A separate analysis by the independent legal platform CERTIORARIS went further, arguing that early dismissals gave “Israel” a “propaganda weapon” by reinforcing claims of Hamas infiltration within the agency without requiring verifiable evidence.

The consequences of the decision could extend to donor relations. If administrative dismissals based on undisclosed security information become accepted practice, donor countries may demand broader staff screening, link funding to external security reviews, or impose new operational conditions on the agency.

Such measures could undermine UNRWA’s independence and increase its vulnerability to political and financial pressure, particularly because most of its employees in Gaza and the West Bank are local Palestinians working in an environment of heightened surveillance and targeting.

Amnesty International described “Israel’s” ban legislation as the criminalization of humanitarian aid, warning that visa restrictions and service cuts were obstructing UNRWA’s ability to carry out its mandate.

This position places the dismissals within a wider context: an agency facing legal and operational efforts to restrict its work is simultaneously being pushed to prove its “neutrality” through internal measures affecting its own local workforce.

The sensitivity surrounding the dismissals has also grown after the International Court of Justice’s advisory opinion in October 2025, which concluded that “Israel” had not substantiated its broader claims regarding widespread links between UNRWA staff and Hamas and that restrictions on the agency’s operations had hindered UN activities in the occupied territories.

For refugees, UNRWA’s role extends beyond providing healthcare, education, and food assistance. The agency’s existence carries a political significance tied to refugee rights and the continued international recognition of their cause.

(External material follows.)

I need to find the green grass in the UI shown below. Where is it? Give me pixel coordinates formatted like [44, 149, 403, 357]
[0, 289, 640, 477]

For this reason, Palestinian groups argue that weakening the agency from within—by damaging trust among its employees and the refugees it serves—aligns with a broader Israeli strategy aimed at ending UNRWA’s role or transferring its functions to other institutions viewed as less tied to the refugee issue.

Foreign Policy argued that “Israel’s” push to ban UNRWA extends beyond security allegations, noting that the agency’s continued presence keeps the status of Palestinian refugees and the right of return within the international framework—an issue the Israeli Occupation seeks to erode by dismantling its role.

The Guardian similarly argued that investigating allegations against UNRWA is necessary but warned that those pushing to defund and dismantle the agency have offered no practical alternative for the services it provides, using the campaign against it to avoid addressing the deeper roots of the refugee issue and occupation.